Receita

Farrel Kautely

Ela não compartilha da antipatia que alguns podem sentir com médicos, como o hábito de usar jaleco fora do consultório ou o gosto que eles têm em serem chamados de doutores mesmo não tendo doutorado, por exemplo. Então não tem nada conta eles.

Bom, talvez seja melhor dizer que não tinha.

Hoje de manhã ela foi a uma consulta que esperou dois meses pra sair. Relatou ao médico todos os seus problemas. Foi tocada, cutucada, analisada e saiu de lá com um pedido para um medicamento tarja vermelha com retenção de receita.

À tarde, foi até uma farmácia no centro para comprar o tal medicamento. Entregou o papel a um auto declarado farmacêutico cético e aguardou.

— Você me empresta sua identidade? — ele pediu.

Ela entregou e ele avaliou por um tempo.

— Qual é o seu nome?

— Daniela de Souza.

— Daniela, a gente só pode vender esse medicamento para a pessoa da receita. Se for parenta sua, precisa mostrar a identidade dela.

— Mas a receita é pra mim mesma.

— Mas não é o seu nome que está aqui. É Patricia.

— Não, é o meu nome.

— Aqui. Tá vendo? Que letra é essa?

— A que parede um P?

— Isso.

— É D.

— Sem chance disso aqui ser um D, minha senhora.

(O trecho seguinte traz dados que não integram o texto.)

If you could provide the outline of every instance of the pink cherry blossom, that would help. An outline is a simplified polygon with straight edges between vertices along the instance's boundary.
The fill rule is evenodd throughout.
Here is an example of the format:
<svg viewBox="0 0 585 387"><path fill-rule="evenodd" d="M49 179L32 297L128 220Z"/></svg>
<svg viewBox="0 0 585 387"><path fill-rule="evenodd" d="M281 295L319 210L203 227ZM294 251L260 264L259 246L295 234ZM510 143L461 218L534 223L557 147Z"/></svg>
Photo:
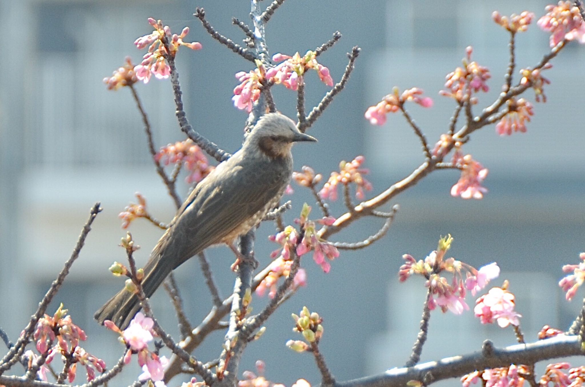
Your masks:
<svg viewBox="0 0 585 387"><path fill-rule="evenodd" d="M486 285L500 275L500 267L493 262L489 265L482 266L477 271L477 274L467 277L465 281L465 287L472 291L472 295L476 295L477 292L486 287Z"/></svg>
<svg viewBox="0 0 585 387"><path fill-rule="evenodd" d="M473 312L480 317L482 324L491 324L497 320L498 325L505 328L510 324L518 326L521 315L514 310L515 297L505 289L492 288L487 294L476 301Z"/></svg>
<svg viewBox="0 0 585 387"><path fill-rule="evenodd" d="M585 23L573 1L559 1L557 5L547 5L546 14L536 24L543 31L551 33L550 47L563 40L585 43Z"/></svg>
<svg viewBox="0 0 585 387"><path fill-rule="evenodd" d="M122 332L122 337L133 350L140 351L153 340L150 330L153 324L152 319L144 317L139 312L130 322L128 327Z"/></svg>
<svg viewBox="0 0 585 387"><path fill-rule="evenodd" d="M474 160L470 154L462 157L458 164L461 166L461 177L451 188L451 196L463 199L481 199L487 189L481 183L487 176L487 168Z"/></svg>

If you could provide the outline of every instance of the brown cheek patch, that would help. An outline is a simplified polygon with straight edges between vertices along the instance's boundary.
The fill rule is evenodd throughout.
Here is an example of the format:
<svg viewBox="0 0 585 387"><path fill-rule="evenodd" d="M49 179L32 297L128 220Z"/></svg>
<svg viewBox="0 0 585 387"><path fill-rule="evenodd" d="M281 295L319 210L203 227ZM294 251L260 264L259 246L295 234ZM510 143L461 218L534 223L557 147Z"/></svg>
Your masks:
<svg viewBox="0 0 585 387"><path fill-rule="evenodd" d="M280 155L276 151L274 141L269 137L261 139L258 144L260 150L270 158L276 158Z"/></svg>

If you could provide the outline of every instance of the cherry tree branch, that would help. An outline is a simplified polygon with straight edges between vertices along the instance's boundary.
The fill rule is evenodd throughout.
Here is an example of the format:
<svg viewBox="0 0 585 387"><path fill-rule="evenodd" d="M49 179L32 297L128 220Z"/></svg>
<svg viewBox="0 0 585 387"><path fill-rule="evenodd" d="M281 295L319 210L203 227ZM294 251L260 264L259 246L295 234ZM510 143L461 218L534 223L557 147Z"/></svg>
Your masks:
<svg viewBox="0 0 585 387"><path fill-rule="evenodd" d="M53 297L55 296L55 295L57 294L61 286L63 284L65 277L69 274L69 271L73 265L73 262L79 257L81 248L85 243L85 239L91 230L91 225L94 223L95 217L101 210L102 208L100 207L100 203L99 202L94 205L93 207L91 208L90 212L90 218L81 230L81 233L77 239L77 243L75 244L75 247L73 249L73 252L71 253L71 257L65 262L65 266L61 271L61 272L59 273L57 279L51 284L51 287L49 288L49 291L39 303L39 307L30 319L28 324L23 330L18 340L16 340L16 344L10 348L8 353L0 361L0 375L6 370L9 369L15 363L18 362L20 357L24 353L26 345L30 341L30 337L33 332L35 331L39 319L43 317L45 311L47 310L47 307L49 306L49 304L53 300Z"/></svg>

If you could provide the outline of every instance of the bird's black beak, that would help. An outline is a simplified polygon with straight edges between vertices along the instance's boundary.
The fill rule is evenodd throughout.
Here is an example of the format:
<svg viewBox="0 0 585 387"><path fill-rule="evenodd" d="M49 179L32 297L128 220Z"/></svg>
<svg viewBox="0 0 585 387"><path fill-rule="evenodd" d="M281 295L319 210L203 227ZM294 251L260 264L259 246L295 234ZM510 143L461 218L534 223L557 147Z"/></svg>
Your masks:
<svg viewBox="0 0 585 387"><path fill-rule="evenodd" d="M295 133L294 136L292 136L292 142L294 143L298 142L300 141L316 141L316 140L317 139L315 139L312 136L309 136L308 134L305 134L305 133L301 133L301 132Z"/></svg>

— Se o nome que está aí é Patrícia, cadê o acento que deveria estar nesse i aqui?

— Se existe Nathália com e sem th e com e sem acento, certamente existe tanto Patrícia com acento quanto Patricia sem acento.

— Acontece que essa letra aqui é D.

— Se essa letra é D, então seu nome é Delícia.

— Delícia também tem acen… olha, essa letra aqui é um N, não um T.

— Se isso não é um T, está mais para H que N.

— Aqui, meu querido, estou com dor e preciso do meu remédio. Se você não quer me vender, chama seu gerente ou alguém que saiba ler.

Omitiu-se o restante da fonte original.